Of course, none of this translates to the two powers establishing a formal alliance anytime soon. A Russia-China alliance would portend a mutual defense obligation. Putin and Xi may refer to each other as close friends, but there is little indication either believes such an arrangement is in their interest.

Even so, the emergence of an anti-U.S. bloc with Beijing and Moscow at the helm is a serious enough proposition to hedge against.

Such a hedging strategy would include multiple elements. First, the U.S. should be more judicious about when it employs sanctions. While there are some circumstances in which sanctions are appropriate, using them as habitually as Washington does incentivizes Moscow and Beijing to look to each other for support.

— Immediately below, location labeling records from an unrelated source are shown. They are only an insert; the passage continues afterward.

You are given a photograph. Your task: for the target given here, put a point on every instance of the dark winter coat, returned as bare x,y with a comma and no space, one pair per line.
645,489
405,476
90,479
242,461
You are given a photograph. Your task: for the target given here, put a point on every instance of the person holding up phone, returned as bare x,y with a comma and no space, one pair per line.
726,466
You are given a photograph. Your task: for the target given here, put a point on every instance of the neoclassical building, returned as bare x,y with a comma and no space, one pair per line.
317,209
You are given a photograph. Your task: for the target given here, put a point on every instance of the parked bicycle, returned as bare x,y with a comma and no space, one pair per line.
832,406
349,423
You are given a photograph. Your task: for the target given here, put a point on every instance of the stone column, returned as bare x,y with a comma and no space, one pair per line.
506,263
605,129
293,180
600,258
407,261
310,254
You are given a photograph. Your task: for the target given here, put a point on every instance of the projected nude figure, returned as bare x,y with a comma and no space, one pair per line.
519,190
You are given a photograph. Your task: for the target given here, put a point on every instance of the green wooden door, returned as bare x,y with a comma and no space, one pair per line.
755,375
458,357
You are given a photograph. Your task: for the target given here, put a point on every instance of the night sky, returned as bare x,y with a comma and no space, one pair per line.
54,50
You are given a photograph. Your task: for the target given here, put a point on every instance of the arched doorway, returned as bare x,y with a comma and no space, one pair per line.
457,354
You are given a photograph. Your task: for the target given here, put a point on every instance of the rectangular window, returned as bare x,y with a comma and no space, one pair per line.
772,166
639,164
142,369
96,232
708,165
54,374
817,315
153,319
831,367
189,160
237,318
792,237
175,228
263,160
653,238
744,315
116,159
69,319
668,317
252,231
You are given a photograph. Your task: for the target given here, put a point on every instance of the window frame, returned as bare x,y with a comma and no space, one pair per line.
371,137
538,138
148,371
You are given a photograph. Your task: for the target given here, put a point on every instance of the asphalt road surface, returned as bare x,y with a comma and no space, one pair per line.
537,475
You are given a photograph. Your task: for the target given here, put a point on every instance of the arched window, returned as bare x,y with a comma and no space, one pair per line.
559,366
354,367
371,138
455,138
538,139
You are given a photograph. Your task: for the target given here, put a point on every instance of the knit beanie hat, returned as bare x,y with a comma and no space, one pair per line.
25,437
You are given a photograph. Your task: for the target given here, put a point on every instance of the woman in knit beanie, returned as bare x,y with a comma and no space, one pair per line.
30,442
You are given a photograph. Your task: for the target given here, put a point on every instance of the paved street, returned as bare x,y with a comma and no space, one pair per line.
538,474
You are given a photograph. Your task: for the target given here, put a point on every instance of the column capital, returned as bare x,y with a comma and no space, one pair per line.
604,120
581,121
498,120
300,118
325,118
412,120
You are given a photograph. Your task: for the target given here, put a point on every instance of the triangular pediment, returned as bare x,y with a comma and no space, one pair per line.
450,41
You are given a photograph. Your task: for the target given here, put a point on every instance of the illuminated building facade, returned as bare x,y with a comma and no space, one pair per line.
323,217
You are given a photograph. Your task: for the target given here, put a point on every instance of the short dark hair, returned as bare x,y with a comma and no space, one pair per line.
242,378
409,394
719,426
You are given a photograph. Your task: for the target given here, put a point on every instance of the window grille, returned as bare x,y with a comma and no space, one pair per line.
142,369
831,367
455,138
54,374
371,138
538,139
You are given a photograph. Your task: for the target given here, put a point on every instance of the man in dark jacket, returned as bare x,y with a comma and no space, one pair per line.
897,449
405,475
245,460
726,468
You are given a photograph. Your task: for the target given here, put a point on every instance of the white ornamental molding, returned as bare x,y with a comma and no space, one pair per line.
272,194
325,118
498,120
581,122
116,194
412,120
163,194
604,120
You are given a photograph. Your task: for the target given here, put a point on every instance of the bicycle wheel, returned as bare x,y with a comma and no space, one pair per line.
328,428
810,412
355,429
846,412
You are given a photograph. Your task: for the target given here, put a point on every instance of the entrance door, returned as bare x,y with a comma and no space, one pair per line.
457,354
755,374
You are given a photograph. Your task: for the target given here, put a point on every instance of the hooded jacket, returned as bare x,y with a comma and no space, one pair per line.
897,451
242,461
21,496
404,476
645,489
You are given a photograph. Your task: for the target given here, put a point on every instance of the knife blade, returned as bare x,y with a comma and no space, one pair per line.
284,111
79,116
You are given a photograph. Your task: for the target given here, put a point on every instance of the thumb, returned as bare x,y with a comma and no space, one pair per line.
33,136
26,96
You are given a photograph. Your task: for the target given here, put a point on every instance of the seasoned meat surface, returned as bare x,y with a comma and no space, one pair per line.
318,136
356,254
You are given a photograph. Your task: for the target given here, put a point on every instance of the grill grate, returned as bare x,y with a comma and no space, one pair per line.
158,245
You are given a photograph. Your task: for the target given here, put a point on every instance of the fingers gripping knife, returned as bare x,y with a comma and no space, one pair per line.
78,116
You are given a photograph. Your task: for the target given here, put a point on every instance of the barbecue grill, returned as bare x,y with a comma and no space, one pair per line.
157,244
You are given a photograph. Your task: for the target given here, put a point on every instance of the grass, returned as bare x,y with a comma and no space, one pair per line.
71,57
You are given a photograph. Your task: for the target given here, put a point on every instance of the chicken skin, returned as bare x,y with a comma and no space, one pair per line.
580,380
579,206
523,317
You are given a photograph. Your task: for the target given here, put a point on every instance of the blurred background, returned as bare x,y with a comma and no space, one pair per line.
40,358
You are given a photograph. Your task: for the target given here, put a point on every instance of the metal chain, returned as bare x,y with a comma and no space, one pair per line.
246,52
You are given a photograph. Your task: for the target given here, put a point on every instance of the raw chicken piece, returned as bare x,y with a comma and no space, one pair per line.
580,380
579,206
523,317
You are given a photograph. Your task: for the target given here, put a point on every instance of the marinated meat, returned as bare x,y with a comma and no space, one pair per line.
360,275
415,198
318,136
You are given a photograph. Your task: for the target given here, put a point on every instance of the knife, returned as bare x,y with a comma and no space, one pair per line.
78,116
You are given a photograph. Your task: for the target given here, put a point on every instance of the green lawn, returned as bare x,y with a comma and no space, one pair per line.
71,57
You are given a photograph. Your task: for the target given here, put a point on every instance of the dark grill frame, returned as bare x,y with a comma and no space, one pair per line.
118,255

Second, U.S. leaders should stop treating competition with Russia and China as an ideological contest. Harping on ideology does nothing but cement the very blocs the Biden administration publicly opposes and limits opportunities for cooperation on shared interests.

Third, Washington needs to ditch primacy, the notion the U.S. must be the dominant force in all regions, without exception. Consistent presence missions and military drills in the South China Sea, bomber flights on Europe’s eastern flank, and unconditional support to front-line states (like Ukraine and Georgia) the U.S. is not entitled to defend leave Russia and China no choice but to enhance their military partnership. Cutting back significantly on these missions will not only help the U.S. recuperate some of the military readiness it has lost, but also give Russia and China less justification to coordinate their attempts to undercut U.S. power.

The U.S. needs to get smart about grand strategy again. Otherwise, an anti-U.S. alliance between Russia and China that looks unlikely today could become a reality tomorrow.

Daniel R. DePetris is a fellow at Defense Priorities and a foreign affairs columnist at Newsweek.